The quantitative results are shown in Table 8. The table shows that detector sharing has a negative effect on the detection performance on all metrics.
8) Embedding Operation
In RDSP, positional and scene structure features are embedded using an “Add” operation as described in Sec. III-A. In this section, we explore an alternative embedding method, which is the “Multiply” operation, and provide a comparison between the two approaches. The results of this comparison are shown in Table 9.
From the table, we can see that the “Add” and “Multiply” operations yield very similar performance.
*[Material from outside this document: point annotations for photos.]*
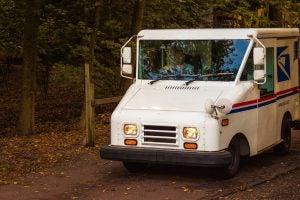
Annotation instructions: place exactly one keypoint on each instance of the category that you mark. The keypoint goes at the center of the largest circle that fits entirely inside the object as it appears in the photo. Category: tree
(136, 26)
(26, 123)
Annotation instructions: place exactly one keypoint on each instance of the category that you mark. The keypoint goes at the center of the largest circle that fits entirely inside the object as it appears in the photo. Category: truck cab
(206, 97)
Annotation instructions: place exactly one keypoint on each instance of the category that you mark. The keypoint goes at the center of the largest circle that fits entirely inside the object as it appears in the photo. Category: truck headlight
(190, 132)
(130, 129)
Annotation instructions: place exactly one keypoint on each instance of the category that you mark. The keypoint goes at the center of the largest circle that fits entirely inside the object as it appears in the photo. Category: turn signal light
(188, 145)
(130, 142)
(225, 122)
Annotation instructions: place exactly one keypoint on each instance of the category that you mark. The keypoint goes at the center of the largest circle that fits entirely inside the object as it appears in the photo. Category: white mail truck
(206, 97)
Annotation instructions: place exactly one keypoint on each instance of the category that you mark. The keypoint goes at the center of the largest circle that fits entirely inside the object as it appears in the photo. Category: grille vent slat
(160, 135)
(181, 88)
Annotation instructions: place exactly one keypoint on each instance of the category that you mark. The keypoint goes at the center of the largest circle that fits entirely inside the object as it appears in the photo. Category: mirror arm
(265, 60)
(122, 48)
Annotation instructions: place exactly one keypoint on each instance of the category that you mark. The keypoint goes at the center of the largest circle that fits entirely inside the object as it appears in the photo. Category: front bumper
(166, 156)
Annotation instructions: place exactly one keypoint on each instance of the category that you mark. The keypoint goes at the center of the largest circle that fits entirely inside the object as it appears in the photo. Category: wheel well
(244, 144)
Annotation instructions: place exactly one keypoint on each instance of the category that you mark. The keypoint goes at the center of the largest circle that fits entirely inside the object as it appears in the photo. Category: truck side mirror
(259, 57)
(126, 65)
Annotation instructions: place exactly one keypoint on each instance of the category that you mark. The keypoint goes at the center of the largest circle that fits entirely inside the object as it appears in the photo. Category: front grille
(160, 135)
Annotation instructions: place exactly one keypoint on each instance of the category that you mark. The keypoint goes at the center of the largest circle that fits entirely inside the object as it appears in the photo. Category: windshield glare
(209, 60)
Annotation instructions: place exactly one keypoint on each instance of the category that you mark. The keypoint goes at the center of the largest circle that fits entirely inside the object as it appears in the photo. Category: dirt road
(266, 176)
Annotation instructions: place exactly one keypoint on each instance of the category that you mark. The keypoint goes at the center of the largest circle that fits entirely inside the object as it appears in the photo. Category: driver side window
(247, 74)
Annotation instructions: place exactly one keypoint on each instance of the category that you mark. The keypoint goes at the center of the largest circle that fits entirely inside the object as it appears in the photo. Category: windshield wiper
(161, 78)
(198, 77)
(169, 76)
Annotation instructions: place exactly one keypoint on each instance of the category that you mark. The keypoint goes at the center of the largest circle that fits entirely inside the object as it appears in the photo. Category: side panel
(267, 112)
(287, 80)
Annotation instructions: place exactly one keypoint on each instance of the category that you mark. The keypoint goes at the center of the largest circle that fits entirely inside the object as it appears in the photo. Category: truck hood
(173, 98)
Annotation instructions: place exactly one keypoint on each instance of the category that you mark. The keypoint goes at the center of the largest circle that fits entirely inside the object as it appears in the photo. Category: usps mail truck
(206, 97)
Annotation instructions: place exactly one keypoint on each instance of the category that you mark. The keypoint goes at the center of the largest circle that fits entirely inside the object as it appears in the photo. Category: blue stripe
(262, 104)
(266, 103)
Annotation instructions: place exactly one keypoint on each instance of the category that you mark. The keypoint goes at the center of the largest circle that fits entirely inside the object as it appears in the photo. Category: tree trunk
(26, 123)
(91, 58)
(136, 26)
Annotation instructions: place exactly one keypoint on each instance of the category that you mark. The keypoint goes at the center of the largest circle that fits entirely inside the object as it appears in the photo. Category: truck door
(267, 106)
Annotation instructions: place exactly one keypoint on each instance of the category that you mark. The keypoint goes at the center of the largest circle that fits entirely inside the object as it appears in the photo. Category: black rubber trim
(166, 156)
(295, 124)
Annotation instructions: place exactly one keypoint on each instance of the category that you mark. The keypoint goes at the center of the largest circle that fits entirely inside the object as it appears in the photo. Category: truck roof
(219, 33)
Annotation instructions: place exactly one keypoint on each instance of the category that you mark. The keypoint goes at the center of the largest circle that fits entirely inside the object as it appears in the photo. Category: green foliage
(11, 20)
(66, 26)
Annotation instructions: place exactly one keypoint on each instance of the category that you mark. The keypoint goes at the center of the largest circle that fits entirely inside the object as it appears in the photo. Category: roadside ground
(79, 173)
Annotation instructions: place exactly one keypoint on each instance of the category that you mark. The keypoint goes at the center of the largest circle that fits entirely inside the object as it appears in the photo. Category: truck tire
(232, 169)
(284, 147)
(135, 167)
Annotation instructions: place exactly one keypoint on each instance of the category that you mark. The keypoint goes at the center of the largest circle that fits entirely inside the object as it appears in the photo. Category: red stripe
(289, 90)
(246, 103)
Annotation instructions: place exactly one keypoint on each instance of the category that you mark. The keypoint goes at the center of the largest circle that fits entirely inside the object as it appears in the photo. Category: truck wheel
(135, 167)
(233, 168)
(284, 147)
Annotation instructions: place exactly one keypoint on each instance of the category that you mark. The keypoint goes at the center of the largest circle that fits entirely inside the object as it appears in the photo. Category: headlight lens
(130, 129)
(190, 132)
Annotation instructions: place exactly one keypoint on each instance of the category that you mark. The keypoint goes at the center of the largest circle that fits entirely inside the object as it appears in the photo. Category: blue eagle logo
(283, 64)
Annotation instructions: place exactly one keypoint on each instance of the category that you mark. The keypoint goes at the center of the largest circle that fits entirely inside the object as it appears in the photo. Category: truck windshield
(197, 60)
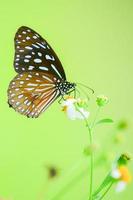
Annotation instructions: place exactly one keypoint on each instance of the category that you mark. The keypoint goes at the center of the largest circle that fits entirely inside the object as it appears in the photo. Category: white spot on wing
(57, 72)
(43, 68)
(37, 60)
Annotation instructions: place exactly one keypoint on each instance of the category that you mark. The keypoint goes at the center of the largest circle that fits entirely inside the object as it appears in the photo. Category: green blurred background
(94, 41)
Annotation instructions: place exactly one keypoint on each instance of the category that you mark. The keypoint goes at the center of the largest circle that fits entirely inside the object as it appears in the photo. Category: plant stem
(106, 191)
(91, 155)
(91, 166)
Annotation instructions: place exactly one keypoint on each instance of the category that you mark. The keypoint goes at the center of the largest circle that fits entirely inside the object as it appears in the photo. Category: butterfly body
(41, 78)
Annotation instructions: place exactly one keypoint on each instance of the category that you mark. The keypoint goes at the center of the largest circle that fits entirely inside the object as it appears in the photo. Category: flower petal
(121, 185)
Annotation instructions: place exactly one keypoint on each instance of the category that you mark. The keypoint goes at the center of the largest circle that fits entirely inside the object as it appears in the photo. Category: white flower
(74, 109)
(116, 174)
(122, 176)
(121, 185)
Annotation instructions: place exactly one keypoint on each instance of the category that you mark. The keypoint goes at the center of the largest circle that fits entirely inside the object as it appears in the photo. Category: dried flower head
(75, 108)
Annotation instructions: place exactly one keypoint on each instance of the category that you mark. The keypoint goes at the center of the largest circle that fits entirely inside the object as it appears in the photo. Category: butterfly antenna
(76, 90)
(86, 87)
(83, 92)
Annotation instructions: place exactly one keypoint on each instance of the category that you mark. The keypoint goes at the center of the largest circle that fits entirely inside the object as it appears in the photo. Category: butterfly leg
(10, 106)
(62, 97)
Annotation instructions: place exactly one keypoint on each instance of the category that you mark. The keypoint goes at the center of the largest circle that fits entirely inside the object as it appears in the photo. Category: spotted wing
(33, 53)
(31, 93)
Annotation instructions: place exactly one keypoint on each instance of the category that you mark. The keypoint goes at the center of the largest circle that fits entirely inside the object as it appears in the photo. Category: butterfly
(40, 78)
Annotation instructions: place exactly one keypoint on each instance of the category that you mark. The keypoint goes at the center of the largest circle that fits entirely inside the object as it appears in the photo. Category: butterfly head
(65, 87)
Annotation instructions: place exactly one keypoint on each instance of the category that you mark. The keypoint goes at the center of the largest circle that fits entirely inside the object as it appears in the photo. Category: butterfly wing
(33, 53)
(31, 93)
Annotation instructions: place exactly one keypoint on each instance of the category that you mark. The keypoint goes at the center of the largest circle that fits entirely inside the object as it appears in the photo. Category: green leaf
(106, 120)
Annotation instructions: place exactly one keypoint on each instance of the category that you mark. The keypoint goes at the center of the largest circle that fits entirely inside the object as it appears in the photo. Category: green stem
(91, 166)
(106, 191)
(90, 128)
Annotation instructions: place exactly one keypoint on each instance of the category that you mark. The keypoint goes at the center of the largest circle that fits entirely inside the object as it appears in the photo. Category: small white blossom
(121, 185)
(116, 174)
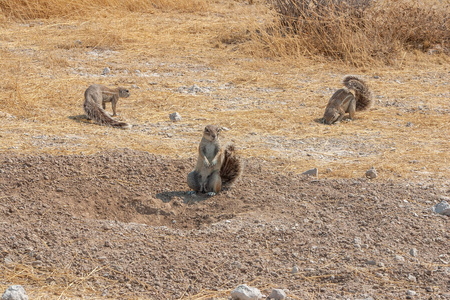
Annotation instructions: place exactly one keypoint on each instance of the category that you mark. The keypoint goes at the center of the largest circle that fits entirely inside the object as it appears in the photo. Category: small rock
(412, 278)
(277, 294)
(442, 208)
(313, 172)
(15, 292)
(413, 252)
(371, 173)
(399, 258)
(244, 292)
(175, 117)
(106, 71)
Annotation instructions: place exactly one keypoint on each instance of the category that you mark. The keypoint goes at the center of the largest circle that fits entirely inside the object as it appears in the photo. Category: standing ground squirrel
(98, 94)
(344, 101)
(216, 166)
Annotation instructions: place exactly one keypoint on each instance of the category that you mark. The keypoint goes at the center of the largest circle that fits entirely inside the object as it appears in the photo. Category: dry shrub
(355, 31)
(25, 9)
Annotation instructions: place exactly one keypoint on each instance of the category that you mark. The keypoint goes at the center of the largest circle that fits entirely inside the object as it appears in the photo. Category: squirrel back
(231, 168)
(93, 98)
(362, 93)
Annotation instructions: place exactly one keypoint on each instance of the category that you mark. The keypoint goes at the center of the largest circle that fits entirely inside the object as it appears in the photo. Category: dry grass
(44, 9)
(358, 32)
(269, 101)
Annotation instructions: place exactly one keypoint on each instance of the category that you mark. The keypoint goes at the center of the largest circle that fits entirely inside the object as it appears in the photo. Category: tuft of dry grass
(358, 32)
(44, 9)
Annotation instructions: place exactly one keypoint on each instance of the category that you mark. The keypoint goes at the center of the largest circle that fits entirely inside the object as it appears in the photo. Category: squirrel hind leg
(193, 181)
(214, 184)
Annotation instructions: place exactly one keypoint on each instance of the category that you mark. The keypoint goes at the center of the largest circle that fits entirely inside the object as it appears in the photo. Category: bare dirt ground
(119, 224)
(91, 212)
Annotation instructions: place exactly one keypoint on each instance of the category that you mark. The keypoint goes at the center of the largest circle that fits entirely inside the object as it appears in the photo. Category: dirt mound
(120, 224)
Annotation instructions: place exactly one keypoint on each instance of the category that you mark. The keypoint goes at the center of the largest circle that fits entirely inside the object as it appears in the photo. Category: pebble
(413, 252)
(399, 258)
(313, 172)
(175, 117)
(371, 262)
(371, 173)
(442, 208)
(277, 294)
(106, 71)
(15, 292)
(412, 278)
(244, 292)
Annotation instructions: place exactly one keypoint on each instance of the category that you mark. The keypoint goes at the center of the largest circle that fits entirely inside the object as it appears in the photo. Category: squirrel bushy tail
(362, 93)
(231, 168)
(98, 114)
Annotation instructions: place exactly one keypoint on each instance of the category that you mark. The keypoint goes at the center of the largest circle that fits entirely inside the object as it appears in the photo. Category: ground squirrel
(216, 165)
(98, 94)
(345, 101)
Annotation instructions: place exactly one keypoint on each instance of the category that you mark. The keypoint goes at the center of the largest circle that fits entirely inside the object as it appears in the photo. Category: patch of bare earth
(119, 225)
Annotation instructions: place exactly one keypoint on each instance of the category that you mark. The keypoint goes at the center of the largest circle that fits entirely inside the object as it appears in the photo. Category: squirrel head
(124, 93)
(211, 132)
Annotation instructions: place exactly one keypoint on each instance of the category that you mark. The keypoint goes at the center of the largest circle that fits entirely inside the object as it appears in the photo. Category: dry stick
(80, 280)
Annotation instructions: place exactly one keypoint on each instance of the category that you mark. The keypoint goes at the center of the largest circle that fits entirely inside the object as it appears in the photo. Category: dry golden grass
(362, 33)
(50, 56)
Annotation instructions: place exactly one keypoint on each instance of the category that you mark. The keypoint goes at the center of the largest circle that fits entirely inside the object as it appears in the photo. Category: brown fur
(215, 166)
(97, 95)
(355, 97)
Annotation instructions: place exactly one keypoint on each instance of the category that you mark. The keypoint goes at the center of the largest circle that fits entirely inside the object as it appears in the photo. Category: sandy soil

This suggests that, fundamentally, the choice between these operations does not significantly impact the embedding’s effectiveness.
9) Analysis of Performance Drop in CenterNet
As shown in Table 1 and Table 2, our proposed framework performs worse when using CenterNet. We attribute this performance drop to the Deformable Convolution in Centernet. Since Deformable Convolution allows flexible convolution positions and enables the extraction of contextual information, our proposed RDSP imposes a mask on the image, potentially causing the convolution positions of Deformable Convolution to extend into the masked regions. Table 10 shows the comparisons with and without Deformable Convolutions on Centernet. We can see that the performance degradations do not occur on CenterNet without Deformable Convolutions.
10) Analysis of Failure Case of Proposed Method
Figure 10 shows failure cases of the proposed method. The failure cases can be categorized into two types:
Limited contextual information. Since our RDSP relies on contextual information to recognize object scales, heatmap estimation fails when there is limited contextual information. In the examples shown in the 1st and 2nd row of Figure 10, the heatmaps do not activate in regions where it should be estimated as x2 or x4 scales, because the entire scene is dark and challenging to extract contextual information. Such RDSP estimation failures result in undetected objects, which are detected without RDSP.
Crowded scenes. Since our proposed detection framework merges the detection results from each branch using Non-Maximum Suppression (NMS), it struggled to detect overlapping objects. Therefore, while the use of SR and RDSP improves detection accuracy, undetected objects still exist, as shown in the 3rd and 4th row of Figure 10.
The failure case with the proposed RDSP. The predicted bboxes with confidence greater than 50% are visualized. For better visualization, a part of the image is cropped.
Improving the first category could potentially be achieved by providing additional cues beyond the image, such as LiDAR or RADAR data. For the second category, some performance improvement might be achieved through the use of more advanced NMS, such as Soft-NMS [62] or learnable NMS [63].
Concluding Remarks
This paper proposed a method for estimating object-scale proposals for scale-optimized object detection using SR. With images that are rescaled by the appropriate SR scaling factor, an object detector can work better than in the original-size image. A variety of experimental results validated that our proposed RDSP network can capture the rough locations of objects depending on contextual information. We qualitatively and quantitatively verified that object detectors using our scale proposals outperform those without the scale proposals.
Since the proposed method can also be applied to many other computer vision tasks (e.g., human pose estimation, face detection, and human tracking) that capture tiny objects, we would like to extend our proposals to these tasks in future work.